The Persian embassy to Europe (1599–1602) was dispatched by the Persian Shah Abbas I in 1599 to obtain an alliance against the Ottoman Empire. The Persians had then been at war with the Ottoman Empire for more than a century, and so decided to try to obtain European help against the Ottomans. Besides the territorial antagonism of the Ottoman and Persian realms, there was also strong religious antagonism, as the Persians proclaimed Shiism against the Ottoman Empire's Sunnism. The objective of the mission was to establish a European–Persian alliance against the Ottoman Turks. These Persian efforts at rapprochement with Europe followed the Persian defeat against the Ottoman Empire in the Ottoman–Safavid War (1578–1590).

The embassy was composed of one ambassador, Hossein Ali Beg, and four secretaries (First Secretary Uruch Beg, son of Sultan Ali Beg; the nephew of the ambassador 'Ali Quli Beg; and two others) and led by the English adventurer Sir Anthony Sherley. Sherley had sailed in from Venice in May 1599 with 25 other Englishmen, and had found favour with King Abbas I. Various contacts had already taken place between the Persians and Europe, as with the embassy of Anthony Jenkinson from Queen Elizabeth I in 1562.

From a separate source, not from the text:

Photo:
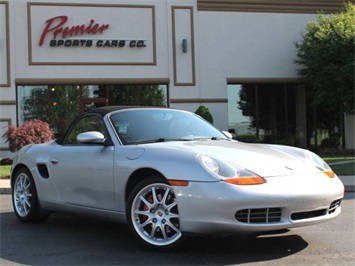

The plan was to visit eight European courts, with one additional Special Envoy who would stay as the Persian ambassador at the court of Russian Emperor Boris Godunov. The embassy effectively met with three German potentates, and the Italian and Spanish courts, but initial plans to meet with the courts of France, England, Scotland and Poland were abandoned on the way.

The embassy left in July 1599 for Astrakhan. They reached Moscow in November 1599. After a long voyage, they reached Prague in Bohemia in the autumn of 1600, where they met with emperor Rudolf II and were sumptuously received over the winter. In Spring 1601 they set for Munich, where they met with William II, the former Duke of Bavaria. They then went to Italy, where they were received by Vincenzo Gonzaga in Mantua. The embassy failed to meet the Doge of Venice, as he declined an interview on the ground that he was meeting an ambassador from the Ottoman Empire. The final portion of their mission took them to Spain, where they met with king Philip III, and obtained seaborne transportation from Portugal to the Strait of Hormuz and Persia. In a final incident however, one of the members of the embassy, a religious mullah, was stabbed to death by a Spaniard in Mérida. After discussions to obtain redress, the embassy set sail for Persia from Lisbon in early 1602.